The reader may be interested in Gartaganis, et al.--U.S. Pat. No. 3,712,843, wherein corrugated board is made by applying heat to the newly assembled corrugated board by the planar surface of an endless moving steel belt. In this laminating of corrugated board, the steel belt is heated, not cooled. In Smith--U.S. Pat. No. 3,726,951 walled structures are made of foam-in-place plastic material deposited by a progressively moving foaming head having multiple driven planar belts forming a channel into which the foaming plastic material is passed as the head progresses about the structure. See also U.S. Pat. No. 3,837,774--Ross, et al. in which elongated rigid molded products, such as strip molding for trimming door and window frames, are continuously produced from curable resin by mixing and pouring a curable liquid or foam-type synthetic material from nozzles onto a lower revolving mold belt just before it mates with an upper revolving mold belt to define a closed moving cavity of constant cross section. The mold belts are shown being heated to cure the foam material to form the product having an inner core of lesser density and a skin of greater density. In U.S. Pat. No. 3,837,781--Lambertus multiple side-by-side strands of synthetic plastic material are extruded and delivered into the V-shaped grooves of a multi-groove cooled conveyor band. Each strand lies in one lengthwise groove of the band and is carried along by the frictional adhesion and a roller presses the strands into the grooves to prevent detachment of the strands from the groove.
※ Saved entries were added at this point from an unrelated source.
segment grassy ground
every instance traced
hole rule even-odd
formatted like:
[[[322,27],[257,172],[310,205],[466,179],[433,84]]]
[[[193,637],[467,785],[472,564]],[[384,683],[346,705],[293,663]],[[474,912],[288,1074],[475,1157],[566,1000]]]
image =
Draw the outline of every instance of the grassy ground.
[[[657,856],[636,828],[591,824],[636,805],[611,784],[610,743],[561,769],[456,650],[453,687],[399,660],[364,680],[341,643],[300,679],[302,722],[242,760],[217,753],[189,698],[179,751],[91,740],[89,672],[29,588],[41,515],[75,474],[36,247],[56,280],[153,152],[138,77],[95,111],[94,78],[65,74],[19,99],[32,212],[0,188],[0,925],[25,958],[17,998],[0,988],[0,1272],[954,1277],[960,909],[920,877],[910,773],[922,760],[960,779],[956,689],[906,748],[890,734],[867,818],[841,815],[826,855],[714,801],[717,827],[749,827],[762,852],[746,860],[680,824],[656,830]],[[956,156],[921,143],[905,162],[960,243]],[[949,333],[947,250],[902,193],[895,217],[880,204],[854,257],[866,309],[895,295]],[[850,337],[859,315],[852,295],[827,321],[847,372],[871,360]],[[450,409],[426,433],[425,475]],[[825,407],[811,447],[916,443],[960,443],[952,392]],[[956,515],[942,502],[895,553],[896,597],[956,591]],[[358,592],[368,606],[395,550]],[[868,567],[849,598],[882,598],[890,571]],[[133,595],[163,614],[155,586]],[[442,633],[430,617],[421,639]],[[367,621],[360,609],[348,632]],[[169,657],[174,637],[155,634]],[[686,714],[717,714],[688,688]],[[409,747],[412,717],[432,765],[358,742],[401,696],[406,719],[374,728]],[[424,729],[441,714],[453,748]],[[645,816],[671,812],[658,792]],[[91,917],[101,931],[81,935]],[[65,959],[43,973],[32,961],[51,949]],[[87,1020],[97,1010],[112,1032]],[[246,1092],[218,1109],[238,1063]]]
In none of these four patents (Gartaganis, et al., Smith, Ross, et al. nor Lambertus) is there a ribbon of heated thermoplastic material against whose opposite sides two cooled revolving flexible belt molds are rolled under pressure by opposed nip rolls to impress three-dimensional patterns and textured surfaces thereon, the travelling belt molds being thereafter held under pressure against opposite sides of the impressed thermoplastic material to cause it to retain its shape while being cooled by the belt molds into its memory retention state.
The reader may be interested in the application of flexible steel belts to the casting of molten metal in smooth strips, billets or slabs, as described in Hazelett U.S. Pat. Nos. 2,904,860; 3,036,348; 3,041,686; 3,123,874; 3,142,873; 3,167,830; 3,228,072; 3,310,849; 3,828,841; 3,848,658 and 3,878,883.